The aortic arch extends from approximately the level of the upper border of the second sternocostal articulation on the right, runs superiorly, posteriorly, and to the left in front of the trachea, where it then turns posteriorly left of the trachea and finally inferiorly on the left side of the body. The branches that conventionally arise from the arch are the right brachiocephalic artery, the left common carotid artery, and the left subclavian artery (see Chapter 71).

When stenosis or occlusion involves the subclavian artery, the vertebral artery can reverse direction to serve as a collateral pathway to reconstitute the subclavian artery, a phenomenon known as subclavian steal phenomenon, which can lead to brainstem ischemia and neurologic symptoms. This chapter will discuss the clinical manifestations, imaging evaluation, and treatment of subclavian steal.

ETIOLOGY AND PATHOPHYSIOLOGY

Atherosclerosis is the most common cause of subclavian steal syndrome. Although Takayasu arteritis is an infrequent cause of the syndrome, it occurs more commonly in people of Asian descent.2

Subclavian artery stenosis or occlusion proximal to the vertebral artery origin results in the alteration of vertebral artery hemodynamics. The low pressure in the subclavian system eventually results in reversal of flow in the ipsilateral vertebral artery, which serves as a source of collateral flow to the distal subclavian artery.
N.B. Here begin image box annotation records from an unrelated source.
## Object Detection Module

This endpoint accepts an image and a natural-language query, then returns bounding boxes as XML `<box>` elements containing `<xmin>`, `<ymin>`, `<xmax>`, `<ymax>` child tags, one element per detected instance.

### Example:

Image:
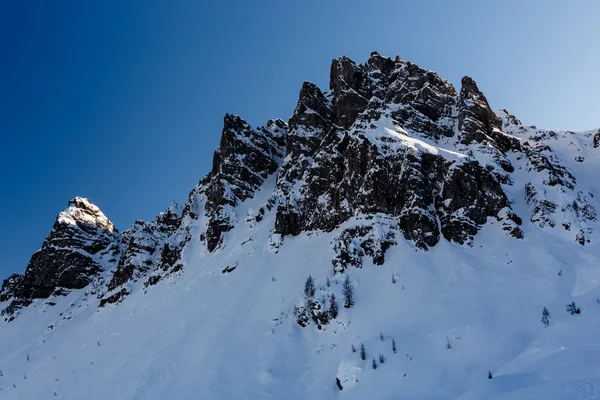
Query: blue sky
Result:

Vollmar and colleagues3 have described four categories of subclavian steal phenomenon based on the vascular territories that provide and receive flow—vertebrovertebral, carotid-basilar, external carotid-vertebral, and carotid-subclavian. Another classification scheme4 is based on the degree of hemodynamic disturbances of the vertebral artery: stage I (occult steal, decreased blood flow), stage II (partial steal, transient or partial reversal of flow), and stage III (complete steal, permanent reversal of flow).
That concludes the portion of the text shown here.